Security – Fences’ first function was security, so there are a large number of options. In its simplest form, a chain link fence is significant deterrent. It can be climbed, but only the most determined person would try. From there you can add barbed wire or razor wire on top and you can even electrify it. The average homeowner wouldn’t choose these options simply because you risk making your home look like a prison.
Retro styling – If you want a very rustic look, you can simply use field stone a pile it into a wall. You can also use river rock, more rounded and smooth, and mortar it into a fence. This type of wall can also be made from brick if that seems to fit the home’s style better.
DIY or Contractor
Deciding whether to put in your own fence or to hire someone to do it for you is very much a matter of time and talent.
In its simplest forms, a fence can be just rails of wood stacked together. This requires gathering or buying the rails and putting it together the fence.
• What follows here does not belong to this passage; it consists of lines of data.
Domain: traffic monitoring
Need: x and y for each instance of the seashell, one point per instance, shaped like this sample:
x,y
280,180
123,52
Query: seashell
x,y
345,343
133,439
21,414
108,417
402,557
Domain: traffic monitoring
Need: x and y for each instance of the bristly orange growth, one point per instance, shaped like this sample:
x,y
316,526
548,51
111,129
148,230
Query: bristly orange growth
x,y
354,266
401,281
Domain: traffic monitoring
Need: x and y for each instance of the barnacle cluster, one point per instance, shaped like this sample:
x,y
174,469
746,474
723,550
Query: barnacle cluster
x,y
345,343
For a chain link fence or even a picket fence, it might be wise to put the posts into concrete. This might be something that a contractor can be most useful for. It’s not very difficult to do, however, so even the most inexperienced homeowner can learn to put the posts into the ground.
If you need to make sure that your home is secure or that your privacy fence is put up correctly, it will be wise to choose a contractor to do the work. They can ensure that the posts are completely vertical and that the fence is attached properly. If you are planning to electrify a fence or include razor or barbed wire on it, you will need a contractor. They can put the fence up and make sure they don’t hurt themselves.
Considerations for Hiring a Fencing Contractor
The simplest way to find a contractor to help you install a fence is to use the search function on QualitySmith.com.
Once you have found a contractor that you think might be right for your needs, there are some things to ask for and look for:
- Ask for their license number, their liability insurance info, and their workers’ compensation information. Verify that all of these things are current and paid for. Without them, you can be opening yourself up to liability or fraud.
- Look online for reviews. Remember that it is the happiest and most miserable customers who leave comments. Look for positive and negative trends. Make sure that you ask about anything that concerns you.
Fences for Building Home Value
A beautiful fence, whether it’s just decorative or for security or privacy, can add a great deal of value to a home. Make sure that you purchase a fence that is appropriate (you don’t need razor wire in a quiet community) and have it installed properly. If it needs to be painted, be sure to keep it neat and up to date.